Grâce au paysan, Milena et Rahel ont toujours leurs cornes. swissinfo.ch

Persuader 100'000 personnes de s’inquiéter du sort des vaches avec ou sans cornes s’apparente à un véritable tour de force. Armin Capaul l’a fait, presque seul. Portrait d’un agriculteur déterminé et combatif.

Joues rosées, moustache et barbe blanche, Armin Capaul est un personnage haut en couleur. Lors d’une journée d’hiver, nous le rencontrons emmitouflé dans des couches de tricots à motifs et un foulard rouge. Une musique rock-country s’échappe de sa voiture d’un bleu éclatant. 

«Connaissez-vous J.J. Cale? Il est une âme sœur pour moi», confie Armin Capaul, en parlant du défunt auteur-compositeur américain. J’ai bien dû admettre que je n’en avais jamais entendu parler, tout en craignant que notre rencontre débute ainsi sur de mauvaises bases. Il s’est toutefois contenté de rire, et de rigoler encore davantage en voyant mes yeux s’écarquiller à la vue du chemin étroit et sinueux menant à sa ferme de 17 hectares, perchée sur les hauteurs du Jura bernois. Vaches, taureaux, chèvres, moutons, ânes, poules, chiens et chats s’y côtoient.

«Vous pouvez mettre ceci», propose Armin Capaul. Il pointe la paire de chaussons destinée aux invités, en entrant dans la cuisine lumineuse et chaleureuse. Son épouse, une jolie femme avec une longue tresse grise, met de côté son tricot et m’offre une tasse de thé Chai.

Une pile impressionnante d’enveloppes recouvre la table à manger. Ces derniers temps, les Capaul en ont reçu plus de 100 par jour. La veille, les missives contenaient 1600 signatures pour la campagne de l’éleveur en faveur de son initiative «Pour la dignité des animaux de rente agricole». «Le record est de 2304 signatures en un jour», se réjouit Armin Capaul, pendant qu’il s’installe avec sa femme pour inspecter les derniers courriers.

Son épouse Claudia Capaul montre avec fierté le large éventail de cachets postaux: «Ils proviennent de toutes les régions de Suisse, et il n’y pas d’organisation ou de parti derrière la récole de signatures – seulement mon mari et les personnes qui le soutiennent». Toute la famille Capaul a d’ailleurs travaillé pour porter l’initiative.

Le combat d’un homme

L’écornage des vaches ne faisait pas partie de la formation de paysan, lorsqu’Armin Capaul a suivi la sienne en 1976 aux Grisons. Il vit désormais depuis 20 ans à Perrefitte, petit village francophone au cœur du Jura bernois mais il ne parle pas la langue de Molière. «C’est probablement tout aussi bien, ainsi je n’interromps pas trop les autres», plaisante-t-il en suisse allemand.

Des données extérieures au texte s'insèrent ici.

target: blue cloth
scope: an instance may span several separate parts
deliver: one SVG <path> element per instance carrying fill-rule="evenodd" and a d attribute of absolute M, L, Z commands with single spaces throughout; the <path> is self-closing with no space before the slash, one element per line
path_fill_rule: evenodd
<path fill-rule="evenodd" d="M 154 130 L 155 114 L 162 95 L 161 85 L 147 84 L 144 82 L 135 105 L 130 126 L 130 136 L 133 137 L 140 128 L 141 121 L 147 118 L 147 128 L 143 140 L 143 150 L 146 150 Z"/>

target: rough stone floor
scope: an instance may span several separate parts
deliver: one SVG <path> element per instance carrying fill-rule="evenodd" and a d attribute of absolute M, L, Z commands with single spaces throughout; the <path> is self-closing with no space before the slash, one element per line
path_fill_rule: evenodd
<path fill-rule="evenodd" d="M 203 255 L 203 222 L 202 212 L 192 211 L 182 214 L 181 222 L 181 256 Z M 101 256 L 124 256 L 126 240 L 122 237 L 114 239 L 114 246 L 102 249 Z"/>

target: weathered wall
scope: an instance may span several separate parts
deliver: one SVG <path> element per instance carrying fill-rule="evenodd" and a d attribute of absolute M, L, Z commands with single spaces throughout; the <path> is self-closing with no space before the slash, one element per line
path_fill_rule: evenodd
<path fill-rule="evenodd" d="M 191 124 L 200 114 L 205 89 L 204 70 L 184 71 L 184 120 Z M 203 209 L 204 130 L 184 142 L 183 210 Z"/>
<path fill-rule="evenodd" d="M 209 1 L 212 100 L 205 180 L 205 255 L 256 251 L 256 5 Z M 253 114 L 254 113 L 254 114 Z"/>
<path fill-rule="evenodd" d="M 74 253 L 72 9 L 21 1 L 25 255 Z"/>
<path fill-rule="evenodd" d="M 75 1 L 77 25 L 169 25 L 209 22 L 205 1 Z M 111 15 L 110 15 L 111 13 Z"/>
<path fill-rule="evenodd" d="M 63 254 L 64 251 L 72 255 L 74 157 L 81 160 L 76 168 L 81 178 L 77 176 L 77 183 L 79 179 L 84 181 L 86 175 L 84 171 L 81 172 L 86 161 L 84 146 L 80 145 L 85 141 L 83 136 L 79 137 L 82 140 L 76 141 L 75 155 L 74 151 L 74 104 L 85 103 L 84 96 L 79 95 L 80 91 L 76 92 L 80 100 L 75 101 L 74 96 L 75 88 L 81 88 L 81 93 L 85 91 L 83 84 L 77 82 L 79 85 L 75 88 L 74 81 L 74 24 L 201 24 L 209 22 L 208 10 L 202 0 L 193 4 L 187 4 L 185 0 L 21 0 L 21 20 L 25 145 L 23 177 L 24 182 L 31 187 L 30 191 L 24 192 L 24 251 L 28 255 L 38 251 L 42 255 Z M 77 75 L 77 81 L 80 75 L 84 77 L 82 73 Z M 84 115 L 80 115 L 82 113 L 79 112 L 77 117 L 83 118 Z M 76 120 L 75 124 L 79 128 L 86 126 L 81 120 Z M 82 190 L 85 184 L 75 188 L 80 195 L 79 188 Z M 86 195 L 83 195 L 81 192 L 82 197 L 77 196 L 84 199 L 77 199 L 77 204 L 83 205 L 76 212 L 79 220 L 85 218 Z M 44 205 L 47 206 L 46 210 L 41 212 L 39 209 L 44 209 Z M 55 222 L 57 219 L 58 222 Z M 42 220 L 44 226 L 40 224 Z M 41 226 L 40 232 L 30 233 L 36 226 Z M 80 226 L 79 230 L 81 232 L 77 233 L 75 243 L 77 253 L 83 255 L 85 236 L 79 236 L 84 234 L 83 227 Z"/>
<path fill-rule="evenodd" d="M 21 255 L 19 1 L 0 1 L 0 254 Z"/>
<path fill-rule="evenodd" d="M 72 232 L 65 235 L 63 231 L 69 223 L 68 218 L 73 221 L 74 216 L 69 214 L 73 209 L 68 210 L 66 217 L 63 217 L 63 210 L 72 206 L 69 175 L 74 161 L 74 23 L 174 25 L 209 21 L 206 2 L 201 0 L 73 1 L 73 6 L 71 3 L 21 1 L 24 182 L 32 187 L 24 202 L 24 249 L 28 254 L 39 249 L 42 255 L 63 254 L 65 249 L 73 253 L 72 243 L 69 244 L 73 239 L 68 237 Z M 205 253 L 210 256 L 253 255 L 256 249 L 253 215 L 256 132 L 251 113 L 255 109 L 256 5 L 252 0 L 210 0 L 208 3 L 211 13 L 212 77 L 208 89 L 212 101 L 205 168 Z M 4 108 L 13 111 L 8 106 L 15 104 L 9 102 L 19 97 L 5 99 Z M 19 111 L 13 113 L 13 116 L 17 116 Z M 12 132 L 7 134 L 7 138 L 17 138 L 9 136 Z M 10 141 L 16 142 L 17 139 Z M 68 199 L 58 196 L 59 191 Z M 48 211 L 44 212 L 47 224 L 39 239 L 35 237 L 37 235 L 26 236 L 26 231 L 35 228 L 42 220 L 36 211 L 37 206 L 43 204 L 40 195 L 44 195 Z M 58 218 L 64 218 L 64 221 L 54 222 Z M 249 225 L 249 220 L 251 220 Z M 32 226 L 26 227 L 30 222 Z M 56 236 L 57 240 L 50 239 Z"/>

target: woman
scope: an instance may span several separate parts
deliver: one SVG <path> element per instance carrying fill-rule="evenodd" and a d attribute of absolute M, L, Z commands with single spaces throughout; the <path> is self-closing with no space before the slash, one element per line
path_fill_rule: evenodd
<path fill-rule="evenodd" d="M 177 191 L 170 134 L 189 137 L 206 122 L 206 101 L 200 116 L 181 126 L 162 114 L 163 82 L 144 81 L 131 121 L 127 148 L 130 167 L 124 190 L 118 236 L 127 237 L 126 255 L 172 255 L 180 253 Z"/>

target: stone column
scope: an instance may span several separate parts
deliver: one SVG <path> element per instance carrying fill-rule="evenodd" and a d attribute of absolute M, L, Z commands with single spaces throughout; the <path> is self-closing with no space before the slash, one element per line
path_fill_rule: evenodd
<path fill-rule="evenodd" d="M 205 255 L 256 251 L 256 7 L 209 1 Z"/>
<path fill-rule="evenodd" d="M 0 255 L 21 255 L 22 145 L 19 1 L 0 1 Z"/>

Il est toutefois friand de débats autour du bien-être des animaux cornus. Le paysan se bat pour cette cause depuis 1980. C’est à ce moment-là qu’il a aperçu pour la première fois du bétail sans cornes. Il n’a pas du tout apprécié l’apparence de ces bêtes: «Elles écumaient et transpiraient!» Leurs déplacements lui semblaient aussi difficiles. 

A l’heure actuelle, l’écornage des veaux est toutefois monnaie courante. L’objectif est de protéger les animaux et les humains des risques de blessures. Une «excuse de paresseux» pour l’agriculteur de Perrefitte: «Les vaches ont toujours eu des cornes. A l’époque, les gens avaient une relation plus étroite avec les animaux – ils les embrassaient, les caressaient, et leur parlaient», dit-il. Il critique les granges à stabulation libre, dans lesquelles les vaches ont plus de liberté pour se déplacer mais aussi pour se battre.

Contenu externe

Armin Capaul estime que seulement 10% des vaches suisses ont encore des cornes, même si les photographies des cartes postales suggèrent l’inverse. Selon l’Union suisse des paysans, il n’y a pas de statistiques officielles. L’organisation estime que le chiffre de 10 % pourrait être correct mais souligne que de nombreuses vaches naissent sans cornes. La procédure de l’écornage consiste à brûler la base de la corne avec un fer. Une opération effectuée sur des veaux sous anesthésie.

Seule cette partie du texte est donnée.